Testing conducted by the Institute of Marine Affairs (IMA) on March 17 on catches from fishermen in Claxton Bay and Otahetie showed no evidence of polycyclic aromatic hydrocarbons (PAH), Environment Minister Ganga Singh said yesterday.
Responding to questions posed to him in Parliament yesterday by La Brea Member of Parliament Fitzgerald Jeffrey, Singh said no detectable traces of PAHs were found in a shark sample. PAHs are atmospheric pollutants that occur naturally in oil, tar and coal and are released when fossil fuels are burned. They can potentially cause cancer, genetic mutations and physical abnormalities. Last week, hundreds of dead fish washed ashore at several beaches in La Brea, notable Coffee Beach, Point Sable and Carat Shed—beaches most affected during the oil spill.

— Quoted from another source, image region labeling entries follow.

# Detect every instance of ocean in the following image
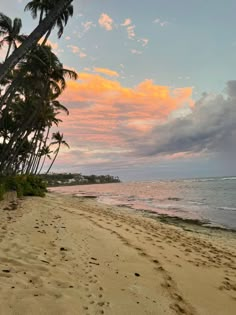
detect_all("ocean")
[51,177,236,230]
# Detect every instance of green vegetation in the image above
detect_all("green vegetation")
[0,175,47,200]
[40,173,120,187]
[0,0,77,198]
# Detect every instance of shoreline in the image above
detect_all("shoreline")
[71,191,236,234]
[0,193,236,315]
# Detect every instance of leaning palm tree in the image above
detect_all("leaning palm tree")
[46,132,69,175]
[0,0,73,83]
[25,0,74,45]
[0,13,26,60]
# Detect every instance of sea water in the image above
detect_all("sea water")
[50,177,236,230]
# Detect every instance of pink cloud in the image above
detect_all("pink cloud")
[98,13,114,31]
[121,19,132,26]
[67,45,87,58]
[93,68,119,77]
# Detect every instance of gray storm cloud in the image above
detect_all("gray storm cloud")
[136,81,236,156]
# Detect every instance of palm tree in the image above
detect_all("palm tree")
[46,132,69,175]
[25,0,74,45]
[0,13,26,60]
[0,0,73,83]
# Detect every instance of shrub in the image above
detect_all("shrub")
[0,175,47,199]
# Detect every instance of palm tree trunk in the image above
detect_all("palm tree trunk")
[46,144,61,175]
[0,0,73,83]
[5,42,12,61]
[34,127,50,175]
[42,29,52,46]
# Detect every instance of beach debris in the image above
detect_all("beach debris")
[60,247,67,252]
[89,261,100,266]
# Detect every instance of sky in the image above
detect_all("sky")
[0,0,236,181]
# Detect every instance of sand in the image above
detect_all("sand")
[0,193,236,315]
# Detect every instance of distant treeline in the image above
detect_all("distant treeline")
[40,173,120,187]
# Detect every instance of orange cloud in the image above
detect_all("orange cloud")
[61,72,193,150]
[98,13,113,31]
[93,68,119,77]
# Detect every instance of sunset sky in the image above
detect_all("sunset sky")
[0,0,236,180]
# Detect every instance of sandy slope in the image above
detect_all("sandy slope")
[0,194,236,315]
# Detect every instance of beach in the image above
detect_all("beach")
[0,193,236,315]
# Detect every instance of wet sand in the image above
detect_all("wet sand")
[0,193,236,315]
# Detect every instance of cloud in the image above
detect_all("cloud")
[98,13,114,31]
[153,18,169,27]
[93,68,119,77]
[130,49,142,55]
[121,18,132,26]
[59,73,192,172]
[127,25,136,39]
[136,81,236,157]
[138,38,149,47]
[67,45,87,58]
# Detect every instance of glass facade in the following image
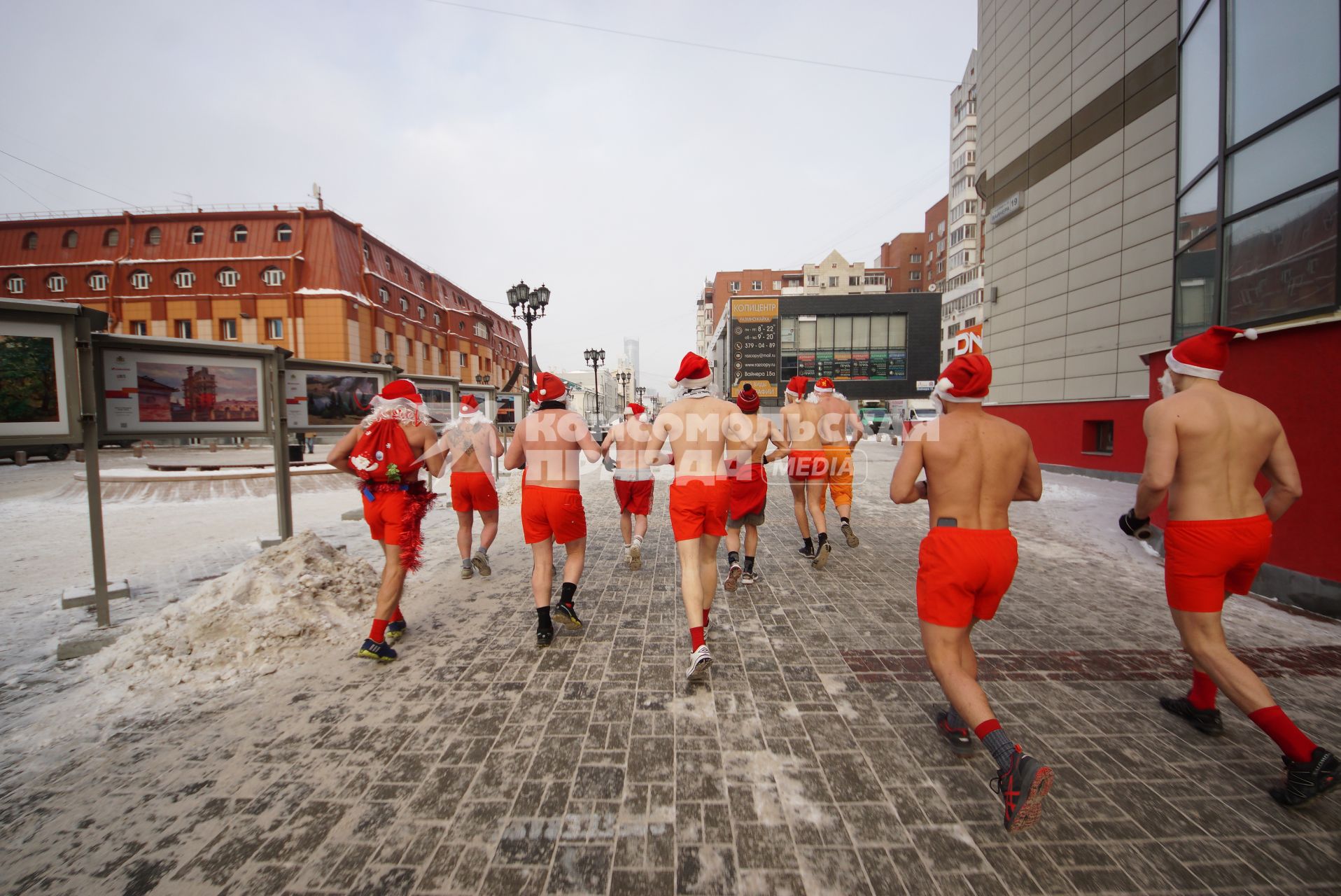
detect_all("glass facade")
[779,314,908,381]
[1174,0,1341,340]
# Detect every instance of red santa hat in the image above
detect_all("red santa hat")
[1164,326,1256,379]
[531,373,567,404]
[932,353,992,404]
[377,379,423,405]
[670,351,712,389]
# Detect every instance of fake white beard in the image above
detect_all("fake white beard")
[1160,368,1177,398]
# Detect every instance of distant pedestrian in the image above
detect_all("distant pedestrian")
[1118,326,1341,808]
[889,354,1053,832]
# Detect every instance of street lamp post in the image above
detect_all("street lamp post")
[507,280,550,392]
[582,349,605,430]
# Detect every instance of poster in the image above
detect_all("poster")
[0,321,71,438]
[284,370,382,429]
[102,349,267,436]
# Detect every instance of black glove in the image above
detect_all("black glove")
[1117,507,1155,542]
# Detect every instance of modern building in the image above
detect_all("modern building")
[976,0,1341,615]
[0,206,526,388]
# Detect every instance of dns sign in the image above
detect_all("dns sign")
[955,323,983,356]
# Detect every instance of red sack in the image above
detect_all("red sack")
[349,420,423,483]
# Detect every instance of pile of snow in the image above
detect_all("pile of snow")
[88,531,381,691]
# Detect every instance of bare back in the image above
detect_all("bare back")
[900,407,1038,528]
[647,396,755,476]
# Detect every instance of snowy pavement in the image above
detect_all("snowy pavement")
[0,444,1341,896]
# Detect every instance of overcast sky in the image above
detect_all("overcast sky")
[0,0,976,389]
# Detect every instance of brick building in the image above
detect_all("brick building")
[0,206,526,388]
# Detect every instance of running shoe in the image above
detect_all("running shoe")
[550,601,582,629]
[992,743,1053,833]
[1160,697,1224,738]
[684,644,712,679]
[810,542,834,568]
[842,523,861,547]
[936,710,974,757]
[1270,747,1341,808]
[358,638,395,663]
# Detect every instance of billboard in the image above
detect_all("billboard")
[102,349,267,436]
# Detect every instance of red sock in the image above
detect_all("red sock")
[1187,669,1216,710]
[1249,706,1318,762]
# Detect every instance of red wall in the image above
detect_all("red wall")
[987,386,1158,473]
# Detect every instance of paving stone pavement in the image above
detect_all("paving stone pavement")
[0,445,1341,896]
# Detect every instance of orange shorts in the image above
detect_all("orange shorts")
[787,448,829,479]
[452,471,499,514]
[1164,514,1271,613]
[363,491,407,547]
[918,526,1019,629]
[670,476,731,542]
[521,486,586,545]
[824,442,853,507]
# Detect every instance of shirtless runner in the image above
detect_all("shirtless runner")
[647,351,754,679]
[601,401,653,568]
[503,373,601,647]
[437,396,503,578]
[889,354,1053,832]
[782,377,833,568]
[1118,326,1341,806]
[326,379,442,663]
[815,377,862,547]
[723,382,787,592]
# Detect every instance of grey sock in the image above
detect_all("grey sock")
[983,728,1015,771]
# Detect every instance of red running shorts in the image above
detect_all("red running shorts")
[521,486,586,545]
[670,476,731,542]
[452,471,499,514]
[918,526,1019,629]
[1164,514,1271,613]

Singh said the IMA is currently conducting tests on the fish that washed ashore and was expecting a report from the Institute within two weeks, after which a decision will be taken.
Energy Minister Kevin Ramnarine, also in Parliament to respond to questions posed by Jeffrey and Point Fortin MP Paula Gopee-Scoon, said total compensation paid to 27 La Brea fisherfolk/boat owners amounted to $3,115,000 and to 81 Otaheite fisherfolk/boat owners was $4,665,600 as at February 26.